O número é a soma dos eleitores que foram às urnas nas últimas eleições presidenciais e que, segundo a agência de pesquisa Quaest, têm alguma relação com o agronegócio ou declararam ter uma ‘identidade com o campo’. Foi para esse segmento que o presidente Lula deu uma banana no fim de semana passado.
Ao se fazer ausente na Agrishow, tida como uma das maiores feiras de tecnologia agrícola do mundo, e deixar o território livre para Jair Bolsonaro fazer a festa, o governo petista reafirmou sua opção pela divisão: há o Brasil que está ‘com ele’ e o que está ‘contra ele’ — o agronegócio, que votou majoritariamente em Bolsonaro, encontra-se, claro, na segunda categoria.
‘Não me preocupo quando dizem que o agro não gosta do Lula.

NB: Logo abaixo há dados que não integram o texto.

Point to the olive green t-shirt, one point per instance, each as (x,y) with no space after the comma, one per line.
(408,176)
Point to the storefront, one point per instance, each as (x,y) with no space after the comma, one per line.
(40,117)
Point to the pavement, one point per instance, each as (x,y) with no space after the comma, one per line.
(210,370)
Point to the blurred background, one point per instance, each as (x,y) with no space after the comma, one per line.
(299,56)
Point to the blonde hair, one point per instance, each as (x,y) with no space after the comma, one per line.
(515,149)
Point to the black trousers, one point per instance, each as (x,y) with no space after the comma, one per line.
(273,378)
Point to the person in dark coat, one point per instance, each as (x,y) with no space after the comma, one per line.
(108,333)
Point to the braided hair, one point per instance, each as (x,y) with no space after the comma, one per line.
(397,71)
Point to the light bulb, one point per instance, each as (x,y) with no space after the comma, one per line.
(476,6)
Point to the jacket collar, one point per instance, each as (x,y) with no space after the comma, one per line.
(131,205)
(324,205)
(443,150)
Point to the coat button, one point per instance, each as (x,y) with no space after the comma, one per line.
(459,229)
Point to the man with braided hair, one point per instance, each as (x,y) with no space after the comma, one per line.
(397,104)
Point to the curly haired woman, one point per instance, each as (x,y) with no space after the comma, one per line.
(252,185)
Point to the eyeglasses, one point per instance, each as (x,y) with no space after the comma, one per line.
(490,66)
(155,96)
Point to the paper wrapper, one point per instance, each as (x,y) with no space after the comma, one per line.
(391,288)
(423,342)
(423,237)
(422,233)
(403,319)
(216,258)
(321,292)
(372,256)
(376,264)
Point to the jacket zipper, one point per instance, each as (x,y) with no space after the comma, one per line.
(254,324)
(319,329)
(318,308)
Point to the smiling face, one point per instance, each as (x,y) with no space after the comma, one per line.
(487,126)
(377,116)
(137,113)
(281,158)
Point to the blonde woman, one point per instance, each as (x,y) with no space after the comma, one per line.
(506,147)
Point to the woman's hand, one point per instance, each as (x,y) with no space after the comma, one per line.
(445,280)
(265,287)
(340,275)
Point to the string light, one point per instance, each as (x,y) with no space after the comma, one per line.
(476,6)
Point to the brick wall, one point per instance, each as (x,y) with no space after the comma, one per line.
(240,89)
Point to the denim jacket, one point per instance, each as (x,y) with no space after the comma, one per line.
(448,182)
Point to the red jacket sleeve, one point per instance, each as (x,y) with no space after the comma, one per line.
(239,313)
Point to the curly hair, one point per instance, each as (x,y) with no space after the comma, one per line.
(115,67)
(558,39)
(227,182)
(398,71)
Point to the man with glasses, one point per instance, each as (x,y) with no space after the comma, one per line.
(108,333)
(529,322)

Não quero que gostem, mas que me respeitem’, disse o presidente, ainda na campanha, quando também afirmou que que, embora haja ‘empresários sérios’, parte do agronegócio é ‘fascista e direitista’. E já fora do palanque, no dia 8 de janeiro, com os destroços do ataque bolsonarista ainda fumegantes, soltou, sem que ninguém lhe perguntasse, que ‘possivelmente também estava lá’ (nos ataques) o ‘agronegócio maldoso’, que ‘usa agrotóxicos, sem nenhum respeito para a saúde humana’.
As falas de Lula não são fruto apenas do ressentimento que ele jura não guardar daqueles que não lhe devotam o justo reconhecimento e nunca o
olharam com boa vontade. Como estratégia eleitoral, o comportamento do presidente é defendido, inclusive, por especialistas em marketing político.
Felipe Nunes, da Quaest, por exemplo, considera que a polarização ideológica no Brasil atingiu um grau tal que é inútil o governo Lula tentar atrair o eleitorado que votou em Bolsonaro em 2022 (e que melhor fará ele se focar nos eleitores sem convicções políticas, como os mais de 20% dos brasileiros que não foram às urnas).
Lula, ao direcionar as falas para a sua base e desdenhar do eleitorado afinado com o adversário, sinaliza compartilhar da tese da polarização inevitável.
E se ela é uma realidade do ponto de vista eleitoral, prenuncia turbulências num horizonte próximo — será na base do ‘nós contra eles’ que as principais questões do país, como a anunciada reforma agrária, tenderão a ser tratadas.”